Wenn der Wind um die Burgruine Botenlaube pfeift, die Nacht mondlos und finster ist, dann ist es manchmal zu hören, das rhythmische Klopfen. Es kommt vom ruhelosen Geist eines ruchlosen Koches, der im Bauernkrieg 1525 die Burg und ihre Insassen verraten hatte.

Die trutzige Burg widerstand zwar allen Angriffen der Bauernhaufen, aber nicht dem Verrat. Nach einem Zeichen, dem Klopfen auf einem Küchenbrett, öffnete der Burgkoch eine kleine Tür. Die Burg wurde erstürmt, ausgeplündert und angezündet.

Niemand baute die Burg wieder auf, in deren Mauern einst Minnesänger, darunter auch Wolfram von Eschenbach, rauschende Feste feierten. Mauern, Tore und Türme waren dem Verfall preisgegeben, die Bürger halfen kräftig nach. Sie holten vom Berg die Steine und bauten damit im Tal ihre Häuser. Fürstbischof Johann von Schönborn verbot dies zwar 1654, aber ohne großen Erfolg. Erst Ludwig I. gelang es 1827, die Steindiebe in Schach zu halten.

Die Bürger erkannten 1881, dass der "Trümmerhaufen der schönste Punkt oberhalb Kissingens ist". Sie sicherten die Mauerreste und machten die Ruine begehbar. Seitdem ist die Burg ein beliebtes Ausflugsziel.

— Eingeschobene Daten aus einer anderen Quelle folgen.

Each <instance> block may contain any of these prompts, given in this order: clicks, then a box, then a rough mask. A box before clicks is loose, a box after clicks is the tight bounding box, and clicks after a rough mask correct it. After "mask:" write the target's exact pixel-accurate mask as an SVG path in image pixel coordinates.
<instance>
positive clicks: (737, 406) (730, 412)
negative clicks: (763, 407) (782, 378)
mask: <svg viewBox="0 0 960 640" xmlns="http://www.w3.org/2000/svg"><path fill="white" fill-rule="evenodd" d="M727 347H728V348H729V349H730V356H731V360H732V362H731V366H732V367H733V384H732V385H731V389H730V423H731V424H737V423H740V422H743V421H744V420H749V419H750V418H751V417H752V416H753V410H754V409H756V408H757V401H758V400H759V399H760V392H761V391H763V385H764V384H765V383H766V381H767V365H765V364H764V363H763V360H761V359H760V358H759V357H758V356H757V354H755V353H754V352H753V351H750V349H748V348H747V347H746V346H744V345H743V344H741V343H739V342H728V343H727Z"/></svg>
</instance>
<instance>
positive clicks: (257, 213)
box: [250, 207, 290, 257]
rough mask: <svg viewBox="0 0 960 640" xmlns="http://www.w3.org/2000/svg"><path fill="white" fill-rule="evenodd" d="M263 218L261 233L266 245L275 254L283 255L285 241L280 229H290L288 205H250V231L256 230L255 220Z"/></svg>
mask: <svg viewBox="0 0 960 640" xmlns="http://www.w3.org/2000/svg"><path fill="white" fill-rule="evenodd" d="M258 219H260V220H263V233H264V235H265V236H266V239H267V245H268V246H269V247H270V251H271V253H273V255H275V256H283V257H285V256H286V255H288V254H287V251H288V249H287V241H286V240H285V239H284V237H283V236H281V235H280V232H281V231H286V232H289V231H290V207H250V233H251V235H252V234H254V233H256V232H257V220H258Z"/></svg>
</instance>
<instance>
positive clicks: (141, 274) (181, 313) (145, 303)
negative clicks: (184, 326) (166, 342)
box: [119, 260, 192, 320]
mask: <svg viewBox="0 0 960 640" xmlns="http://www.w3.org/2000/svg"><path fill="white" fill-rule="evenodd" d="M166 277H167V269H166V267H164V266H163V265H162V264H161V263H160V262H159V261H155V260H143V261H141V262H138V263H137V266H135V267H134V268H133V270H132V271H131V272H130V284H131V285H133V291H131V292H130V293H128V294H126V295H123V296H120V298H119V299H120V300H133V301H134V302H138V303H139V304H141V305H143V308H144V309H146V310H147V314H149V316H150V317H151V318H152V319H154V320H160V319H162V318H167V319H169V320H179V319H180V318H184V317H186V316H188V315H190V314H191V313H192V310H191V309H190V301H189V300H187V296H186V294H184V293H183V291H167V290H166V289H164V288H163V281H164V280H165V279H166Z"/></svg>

Weder Bauherr noch Baujahr der Burg sind bekannt. Erstmals wird 1004 ein Graf Bodo als Burgherr erwähnt. Von ihm hat die Burg auch den Namen. Denn die Nachsilbe "lauben" hieß leben. Ihre Glanzzeit hatte die Burg unter Otto von der Botenlaube aus dem Geschlecht der Henneberger. Der Ritter und Minnesänger lebte ab 1220 mit seiner Gemahlin Beatrix von Courtenay, die er während eines Kreuzzuges in Jerusalem kennengelernt hatte, ständig auf der Burg. Er wurde, wohl unter dem Einfluss seiner Frau, tief religiös. "Um sich ganz aus dem gefährlichen Treiben der Welt zurückzuziehen und dem besseren Jenseits zuwenden zu können", verkaufte er 1234 Burg und einige Güter ans Hochstift Würzburg. Mit dem Geld wurde im nahen Frauenroth ein Kloster gegründet. Der Sage nach fiel die Wahl genau auf diesen Ort, weil dort der Schleier der Beatrix wiedergefunden wurde, den ihr ein Windstoß vom Kopf geweht hatte. Dort in der Kirche ist die Grabstätte des Minnesängers und seiner Frau. Sie kann noch heute besichtigt werden.